まだ時間に間があるのですすきのの成美堂古書店で本をあさり、昭和三十年代の精神病治療の本を見つける。中に資料として掲載されている精神病患者たちの写真がアブナいことこの上なし。成美堂には高校時代からずっと通っているが、非常に本の並べ方が雑なところで、売場に飼い犬(しかもデカい)がウロついていたりする。ここで掘り出し物を見つけたのはこれが初めてではないか?

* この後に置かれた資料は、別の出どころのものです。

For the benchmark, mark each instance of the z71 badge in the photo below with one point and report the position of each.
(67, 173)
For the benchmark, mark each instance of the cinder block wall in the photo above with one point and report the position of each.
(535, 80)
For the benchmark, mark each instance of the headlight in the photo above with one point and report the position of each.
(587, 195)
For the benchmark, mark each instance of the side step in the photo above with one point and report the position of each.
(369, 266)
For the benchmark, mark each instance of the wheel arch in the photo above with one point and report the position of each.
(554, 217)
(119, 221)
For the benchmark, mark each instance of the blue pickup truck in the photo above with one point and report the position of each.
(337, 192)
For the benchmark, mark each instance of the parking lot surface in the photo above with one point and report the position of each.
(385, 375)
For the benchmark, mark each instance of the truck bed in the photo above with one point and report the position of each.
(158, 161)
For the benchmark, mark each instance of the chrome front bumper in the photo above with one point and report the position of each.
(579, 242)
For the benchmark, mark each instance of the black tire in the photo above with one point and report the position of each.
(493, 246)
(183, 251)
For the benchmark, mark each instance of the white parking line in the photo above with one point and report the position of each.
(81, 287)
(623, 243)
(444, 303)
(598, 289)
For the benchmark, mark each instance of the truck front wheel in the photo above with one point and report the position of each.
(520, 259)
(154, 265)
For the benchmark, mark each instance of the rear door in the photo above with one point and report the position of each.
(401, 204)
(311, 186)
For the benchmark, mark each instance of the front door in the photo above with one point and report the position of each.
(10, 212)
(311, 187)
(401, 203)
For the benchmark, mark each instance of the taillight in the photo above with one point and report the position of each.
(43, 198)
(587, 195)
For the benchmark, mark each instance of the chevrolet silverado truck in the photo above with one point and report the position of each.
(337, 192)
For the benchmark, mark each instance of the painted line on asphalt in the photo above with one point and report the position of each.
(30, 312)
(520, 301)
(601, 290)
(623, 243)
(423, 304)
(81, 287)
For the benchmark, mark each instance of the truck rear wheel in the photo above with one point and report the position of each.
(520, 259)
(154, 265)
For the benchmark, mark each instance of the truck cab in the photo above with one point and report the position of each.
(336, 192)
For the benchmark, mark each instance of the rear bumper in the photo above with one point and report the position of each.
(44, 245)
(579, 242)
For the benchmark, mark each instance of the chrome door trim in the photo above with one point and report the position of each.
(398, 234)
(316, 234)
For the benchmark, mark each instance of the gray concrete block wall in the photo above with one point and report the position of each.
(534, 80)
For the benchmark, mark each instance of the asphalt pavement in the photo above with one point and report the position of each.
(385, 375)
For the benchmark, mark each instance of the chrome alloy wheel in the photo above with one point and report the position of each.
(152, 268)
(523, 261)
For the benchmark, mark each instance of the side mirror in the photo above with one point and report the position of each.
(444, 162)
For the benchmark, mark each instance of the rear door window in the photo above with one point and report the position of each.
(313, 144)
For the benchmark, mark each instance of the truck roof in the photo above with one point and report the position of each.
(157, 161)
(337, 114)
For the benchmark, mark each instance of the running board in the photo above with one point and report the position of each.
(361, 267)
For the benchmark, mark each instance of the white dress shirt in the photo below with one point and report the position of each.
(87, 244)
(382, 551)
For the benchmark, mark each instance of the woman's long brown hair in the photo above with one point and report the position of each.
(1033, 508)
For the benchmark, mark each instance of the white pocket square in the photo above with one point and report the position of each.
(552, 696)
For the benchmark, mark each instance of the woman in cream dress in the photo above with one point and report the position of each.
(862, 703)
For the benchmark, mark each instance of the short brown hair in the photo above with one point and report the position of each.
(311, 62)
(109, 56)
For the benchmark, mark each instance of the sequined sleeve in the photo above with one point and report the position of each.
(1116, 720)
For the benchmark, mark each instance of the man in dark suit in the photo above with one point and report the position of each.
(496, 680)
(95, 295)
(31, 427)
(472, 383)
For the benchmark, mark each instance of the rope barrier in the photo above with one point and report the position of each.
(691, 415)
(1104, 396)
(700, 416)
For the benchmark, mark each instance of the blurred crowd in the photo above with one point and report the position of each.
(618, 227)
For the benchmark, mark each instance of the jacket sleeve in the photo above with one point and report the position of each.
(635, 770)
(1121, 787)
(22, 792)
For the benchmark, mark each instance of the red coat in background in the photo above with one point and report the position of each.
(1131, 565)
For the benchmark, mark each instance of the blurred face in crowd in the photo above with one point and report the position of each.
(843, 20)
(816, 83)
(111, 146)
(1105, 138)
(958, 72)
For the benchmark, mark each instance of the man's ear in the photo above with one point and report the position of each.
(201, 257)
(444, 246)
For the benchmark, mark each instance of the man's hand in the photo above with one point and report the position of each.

古書須雅屋夫妻、じゃんくまうす夫妻、彼らの中学生のお嬢さん(生きているマンガ家が一度見たいというのでついてきた)、それにこないだ東京に来たネールアートモデルの志摩さんと、すすきので乾杯。古書業界の話いろいろ聞く。志摩さん、じゃんくまうすの娘さんが私立の女子高に行く予定と聞いて
「私立女子高なんて、頭の軽い女か尻の軽い女しかいませんよォ」
と、将来を悲観させる(笑)。11時まで飲んで解散。しゃれた店であったが、会計が驚くほど安かった。